Better known as the PDA That Never Stood a Chance, the eMate was a stripped-down, retooled Newton built exclusively for students and teachers. With a near-30-hour battery; 480×320 resolution, backlit, touch-screen display; serial and IrDA ports; full-sized keyboard; and Newton OS 2.1, all housed in a tough, translucent-blue clamshell case with an $800 price tag, the eMate was a revelation that came at precisely the wrong time — about four months before Steve Jobs regained his position as Supreme Ruler.
Lists like this are conversation-starters, and I’ll take the bait, because I disagree with listing the iBook G3 clamshell as one of the worsts.
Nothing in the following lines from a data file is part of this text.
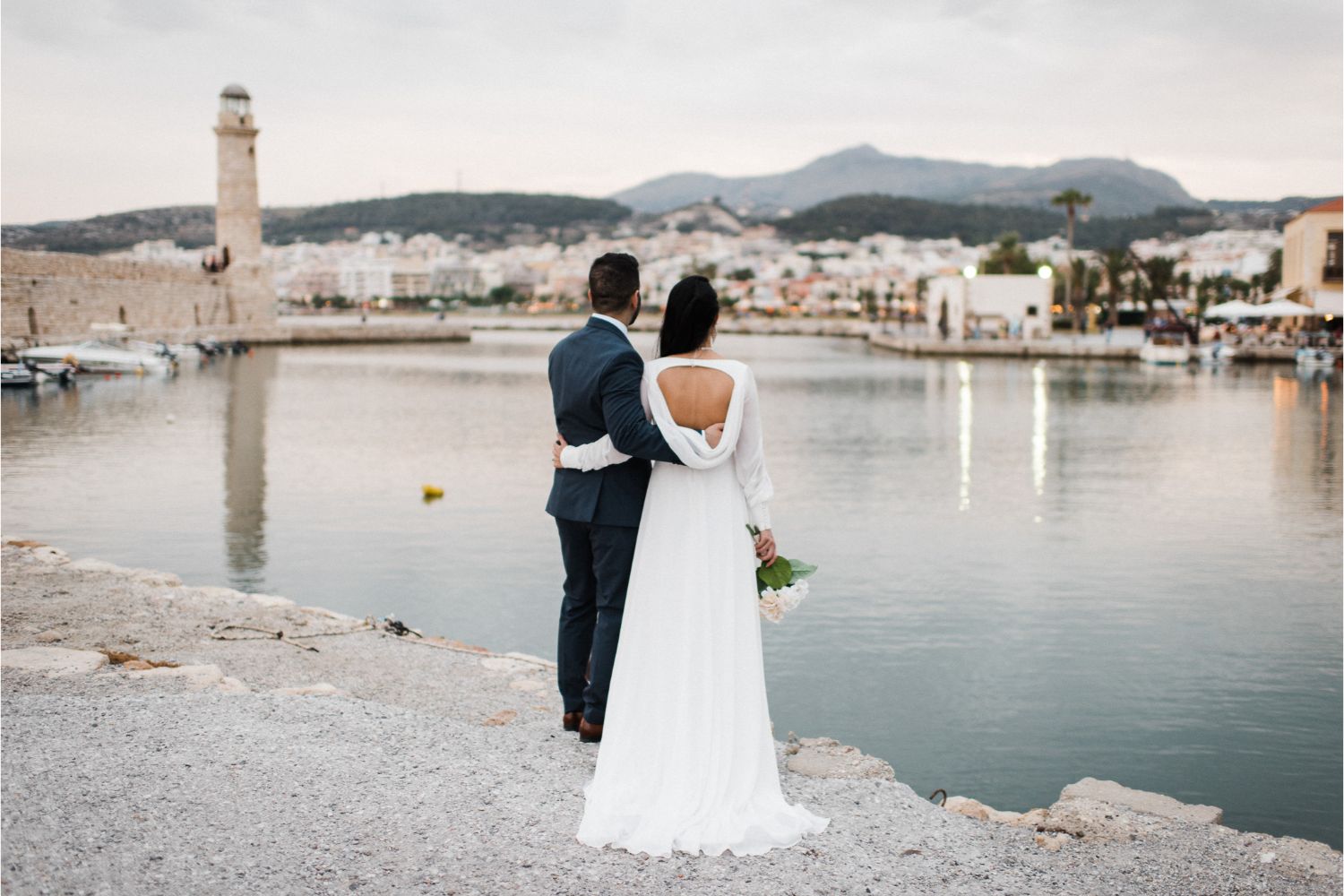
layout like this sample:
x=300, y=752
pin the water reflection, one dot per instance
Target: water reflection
x=1185, y=570
x=964, y=433
x=245, y=469
x=1039, y=424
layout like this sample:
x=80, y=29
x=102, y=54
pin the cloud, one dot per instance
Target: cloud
x=108, y=104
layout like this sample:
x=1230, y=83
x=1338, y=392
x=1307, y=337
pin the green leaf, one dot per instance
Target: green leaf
x=801, y=570
x=777, y=575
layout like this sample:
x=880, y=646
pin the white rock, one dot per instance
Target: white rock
x=330, y=614
x=320, y=689
x=196, y=677
x=156, y=578
x=1104, y=810
x=93, y=564
x=827, y=758
x=271, y=600
x=217, y=592
x=968, y=807
x=50, y=555
x=1053, y=841
x=1142, y=801
x=504, y=664
x=53, y=661
x=529, y=657
x=233, y=685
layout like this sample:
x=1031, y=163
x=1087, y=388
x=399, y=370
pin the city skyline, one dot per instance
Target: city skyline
x=419, y=99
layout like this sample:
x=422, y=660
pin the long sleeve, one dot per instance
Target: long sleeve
x=624, y=416
x=593, y=455
x=750, y=460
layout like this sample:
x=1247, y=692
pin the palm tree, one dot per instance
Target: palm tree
x=1072, y=201
x=1160, y=273
x=1116, y=263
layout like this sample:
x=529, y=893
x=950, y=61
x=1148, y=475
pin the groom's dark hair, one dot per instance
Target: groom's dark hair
x=612, y=280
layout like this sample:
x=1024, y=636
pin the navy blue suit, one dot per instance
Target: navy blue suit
x=596, y=379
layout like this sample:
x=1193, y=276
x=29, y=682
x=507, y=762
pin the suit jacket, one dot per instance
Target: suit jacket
x=596, y=379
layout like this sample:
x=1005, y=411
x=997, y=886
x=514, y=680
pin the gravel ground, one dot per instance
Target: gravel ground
x=124, y=782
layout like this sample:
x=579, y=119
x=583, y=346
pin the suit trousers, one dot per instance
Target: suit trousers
x=597, y=570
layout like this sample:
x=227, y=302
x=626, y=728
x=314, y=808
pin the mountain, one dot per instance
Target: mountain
x=487, y=217
x=1118, y=187
x=855, y=217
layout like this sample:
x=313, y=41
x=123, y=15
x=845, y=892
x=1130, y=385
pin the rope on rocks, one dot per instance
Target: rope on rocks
x=390, y=625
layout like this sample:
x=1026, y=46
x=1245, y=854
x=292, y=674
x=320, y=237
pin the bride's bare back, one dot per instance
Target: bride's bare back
x=698, y=397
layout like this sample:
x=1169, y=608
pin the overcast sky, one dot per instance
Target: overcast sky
x=108, y=105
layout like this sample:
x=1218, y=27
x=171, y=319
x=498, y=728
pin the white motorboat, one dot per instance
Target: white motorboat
x=1314, y=357
x=1217, y=352
x=1166, y=347
x=97, y=357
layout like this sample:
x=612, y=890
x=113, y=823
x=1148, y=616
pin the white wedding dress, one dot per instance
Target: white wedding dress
x=687, y=759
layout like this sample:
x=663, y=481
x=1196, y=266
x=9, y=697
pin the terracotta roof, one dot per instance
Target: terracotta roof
x=1333, y=206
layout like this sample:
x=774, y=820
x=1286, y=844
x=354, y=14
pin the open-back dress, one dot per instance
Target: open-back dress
x=687, y=759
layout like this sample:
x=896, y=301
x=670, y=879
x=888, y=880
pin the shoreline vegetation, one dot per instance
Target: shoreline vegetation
x=164, y=737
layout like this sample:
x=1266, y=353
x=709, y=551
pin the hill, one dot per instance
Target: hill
x=483, y=215
x=855, y=217
x=1118, y=187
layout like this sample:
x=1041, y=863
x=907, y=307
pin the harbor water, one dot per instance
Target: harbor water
x=1030, y=571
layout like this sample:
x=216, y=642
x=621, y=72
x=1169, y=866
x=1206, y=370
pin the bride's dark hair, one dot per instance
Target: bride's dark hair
x=691, y=312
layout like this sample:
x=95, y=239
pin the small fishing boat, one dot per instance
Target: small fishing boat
x=97, y=357
x=1167, y=347
x=1314, y=357
x=1217, y=352
x=16, y=376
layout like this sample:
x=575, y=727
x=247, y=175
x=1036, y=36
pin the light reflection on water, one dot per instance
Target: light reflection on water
x=1030, y=571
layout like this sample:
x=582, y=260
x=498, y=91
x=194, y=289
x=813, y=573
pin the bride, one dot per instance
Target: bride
x=687, y=759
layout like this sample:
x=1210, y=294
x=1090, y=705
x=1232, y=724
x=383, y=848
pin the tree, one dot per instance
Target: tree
x=1160, y=274
x=1008, y=257
x=1274, y=273
x=1072, y=201
x=1116, y=263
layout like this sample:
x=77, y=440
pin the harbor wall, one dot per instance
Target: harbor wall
x=45, y=295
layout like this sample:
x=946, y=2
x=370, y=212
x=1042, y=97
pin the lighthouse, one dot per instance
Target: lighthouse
x=237, y=209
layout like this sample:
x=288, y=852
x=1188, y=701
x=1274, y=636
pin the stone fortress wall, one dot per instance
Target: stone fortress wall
x=58, y=296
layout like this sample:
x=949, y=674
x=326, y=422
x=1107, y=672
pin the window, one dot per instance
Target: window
x=1333, y=255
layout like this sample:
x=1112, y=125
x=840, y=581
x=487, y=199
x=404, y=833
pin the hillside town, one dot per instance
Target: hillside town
x=754, y=268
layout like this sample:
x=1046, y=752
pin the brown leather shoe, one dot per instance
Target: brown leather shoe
x=589, y=734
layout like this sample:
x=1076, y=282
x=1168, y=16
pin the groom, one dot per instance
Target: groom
x=596, y=378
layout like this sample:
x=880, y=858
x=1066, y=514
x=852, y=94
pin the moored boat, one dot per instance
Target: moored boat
x=97, y=357
x=1167, y=347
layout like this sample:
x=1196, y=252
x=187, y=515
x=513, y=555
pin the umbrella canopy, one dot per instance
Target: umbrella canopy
x=1236, y=308
x=1284, y=308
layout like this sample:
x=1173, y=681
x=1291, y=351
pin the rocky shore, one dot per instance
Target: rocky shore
x=161, y=739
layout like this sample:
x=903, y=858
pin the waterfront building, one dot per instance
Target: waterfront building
x=1314, y=257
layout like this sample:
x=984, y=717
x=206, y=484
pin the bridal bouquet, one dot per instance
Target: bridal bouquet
x=782, y=584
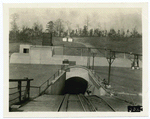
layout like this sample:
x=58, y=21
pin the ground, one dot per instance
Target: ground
x=123, y=80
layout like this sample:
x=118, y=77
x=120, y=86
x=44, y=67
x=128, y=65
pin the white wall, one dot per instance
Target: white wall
x=22, y=46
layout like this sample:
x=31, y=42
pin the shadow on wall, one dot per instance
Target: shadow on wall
x=75, y=85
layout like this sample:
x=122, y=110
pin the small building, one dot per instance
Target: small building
x=64, y=39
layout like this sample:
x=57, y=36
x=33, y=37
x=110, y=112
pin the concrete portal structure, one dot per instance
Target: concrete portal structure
x=78, y=72
x=75, y=80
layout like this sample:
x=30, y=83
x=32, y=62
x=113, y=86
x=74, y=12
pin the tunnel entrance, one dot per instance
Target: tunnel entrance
x=75, y=85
The magazine pokes fun at the design of the iBook (“equal parts toilet seat, suitcase and clam”), which is purely subjective, while it ignores the clamshell’s functionary details. The same features Apple pioneered with the original iBook – the handle, the ruggedness – were never seen again after the IceBook replaced the clamshell model G3, which perhaps says something.
Some Apple laptops, like the PowerBook 5300 series (hilariously called the “HindenBook” for its ability to spontaneously combust) and the Mac Portable, seem to end up in the scrap heap in every list. Macs like the Twentieth Century Macintosh and the Titanium PowerBook go either way.
Still, it’s nice to see the eMate get some positive recognition for once.